Christopher Dawson’s prophetic The Making of Europe (1932) ends where the Gentle Reader might expect such a book to begin. Dawson begins his history in the third century, with the Diocletian restoration and persecution, then traces the twilight of Late Antiquity, the many migratory shocks, and finally the eight century recovery under Charlemagne. It ends however in the terrible tenth century, when all hope of the Millennium finally died under the swords of the Norse and resurgent Islam. The Making of Europe ends with the Carolingian collapse.
“It is difficult to exaggerate the horror and confusion of the Dark Age that followed the collapse of the Carolingian experiment,” Dawson summarizes. “The one principle of the new society was the law of force and the need for protection. Personal freedom was no longer a privilege, for the man without a lord was a man without a protector.”

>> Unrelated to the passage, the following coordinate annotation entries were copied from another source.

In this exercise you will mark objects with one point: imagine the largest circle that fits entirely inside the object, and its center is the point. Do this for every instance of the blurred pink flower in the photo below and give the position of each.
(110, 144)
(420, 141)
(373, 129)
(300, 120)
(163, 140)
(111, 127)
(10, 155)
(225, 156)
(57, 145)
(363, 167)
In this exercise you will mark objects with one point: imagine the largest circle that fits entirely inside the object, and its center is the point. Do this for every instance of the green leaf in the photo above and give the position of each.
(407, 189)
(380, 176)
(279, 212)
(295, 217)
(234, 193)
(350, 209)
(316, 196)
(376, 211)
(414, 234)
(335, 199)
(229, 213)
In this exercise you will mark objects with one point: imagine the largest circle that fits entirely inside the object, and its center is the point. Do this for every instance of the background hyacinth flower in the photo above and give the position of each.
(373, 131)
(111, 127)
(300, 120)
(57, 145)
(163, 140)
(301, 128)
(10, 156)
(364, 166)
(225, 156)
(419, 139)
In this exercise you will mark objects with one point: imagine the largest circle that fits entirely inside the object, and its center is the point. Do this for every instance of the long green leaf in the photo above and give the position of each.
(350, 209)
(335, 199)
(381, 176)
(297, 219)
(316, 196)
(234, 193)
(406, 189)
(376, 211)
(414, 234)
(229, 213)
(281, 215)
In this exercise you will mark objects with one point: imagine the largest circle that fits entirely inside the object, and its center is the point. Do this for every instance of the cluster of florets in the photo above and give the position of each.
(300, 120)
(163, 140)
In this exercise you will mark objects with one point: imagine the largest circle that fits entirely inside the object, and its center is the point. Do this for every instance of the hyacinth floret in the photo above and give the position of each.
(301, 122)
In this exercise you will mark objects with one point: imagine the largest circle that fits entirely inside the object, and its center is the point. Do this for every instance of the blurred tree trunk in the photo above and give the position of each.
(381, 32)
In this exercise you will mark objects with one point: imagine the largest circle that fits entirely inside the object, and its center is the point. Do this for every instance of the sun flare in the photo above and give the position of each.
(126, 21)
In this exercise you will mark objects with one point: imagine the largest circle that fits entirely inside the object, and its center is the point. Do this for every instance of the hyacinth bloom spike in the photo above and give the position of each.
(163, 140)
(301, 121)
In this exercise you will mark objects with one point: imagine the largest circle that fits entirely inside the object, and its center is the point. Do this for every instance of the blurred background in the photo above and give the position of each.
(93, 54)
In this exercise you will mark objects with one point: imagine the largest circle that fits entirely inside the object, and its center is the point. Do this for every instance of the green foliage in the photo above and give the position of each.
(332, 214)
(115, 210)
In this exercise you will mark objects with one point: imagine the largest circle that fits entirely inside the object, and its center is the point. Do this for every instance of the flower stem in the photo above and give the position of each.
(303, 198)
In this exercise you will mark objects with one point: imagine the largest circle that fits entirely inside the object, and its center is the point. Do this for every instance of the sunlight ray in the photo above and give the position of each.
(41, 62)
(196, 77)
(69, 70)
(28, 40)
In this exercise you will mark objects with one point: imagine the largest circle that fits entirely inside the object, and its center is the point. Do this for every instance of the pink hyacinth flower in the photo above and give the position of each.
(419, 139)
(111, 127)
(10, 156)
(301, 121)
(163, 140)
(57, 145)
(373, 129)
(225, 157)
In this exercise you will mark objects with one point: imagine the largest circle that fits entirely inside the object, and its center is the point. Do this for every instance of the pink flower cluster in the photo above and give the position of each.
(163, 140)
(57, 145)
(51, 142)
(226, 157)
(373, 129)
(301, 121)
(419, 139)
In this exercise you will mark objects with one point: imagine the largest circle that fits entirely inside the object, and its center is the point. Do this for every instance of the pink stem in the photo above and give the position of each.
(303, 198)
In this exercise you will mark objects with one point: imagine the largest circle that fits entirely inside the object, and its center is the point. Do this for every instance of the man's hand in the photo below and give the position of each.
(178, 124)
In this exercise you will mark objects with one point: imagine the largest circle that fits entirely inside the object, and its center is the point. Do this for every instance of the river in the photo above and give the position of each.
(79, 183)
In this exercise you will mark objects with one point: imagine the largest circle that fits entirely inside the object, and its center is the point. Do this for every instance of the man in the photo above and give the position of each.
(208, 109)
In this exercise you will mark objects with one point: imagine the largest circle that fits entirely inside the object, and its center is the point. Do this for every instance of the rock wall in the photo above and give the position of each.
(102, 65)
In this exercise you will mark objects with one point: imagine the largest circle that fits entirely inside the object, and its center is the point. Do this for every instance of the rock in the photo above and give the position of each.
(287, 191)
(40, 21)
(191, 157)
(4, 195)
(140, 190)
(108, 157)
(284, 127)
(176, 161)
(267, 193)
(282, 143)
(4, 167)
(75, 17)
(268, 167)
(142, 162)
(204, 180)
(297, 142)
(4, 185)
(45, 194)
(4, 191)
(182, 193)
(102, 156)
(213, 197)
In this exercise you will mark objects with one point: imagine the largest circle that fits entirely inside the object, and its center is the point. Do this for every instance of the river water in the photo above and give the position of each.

In closing, Dawson gives a brief sketch of the tenth century anarchy: feudalism’s warrior “beasts of prey,” the collapse of commerce, the isolation of desolate cities, the brothel monasteries and the Mafia papacy. Then surprisingly he announces: “Nevertheless, the state of affairs was not so hopeless as one might conclude from the spectacle of all these scandals and abuses.” Really? “They were the birth-pangs of a new society, and out of the darkness and confusion of the tenth century, the new peoples of Christian Europe were born.”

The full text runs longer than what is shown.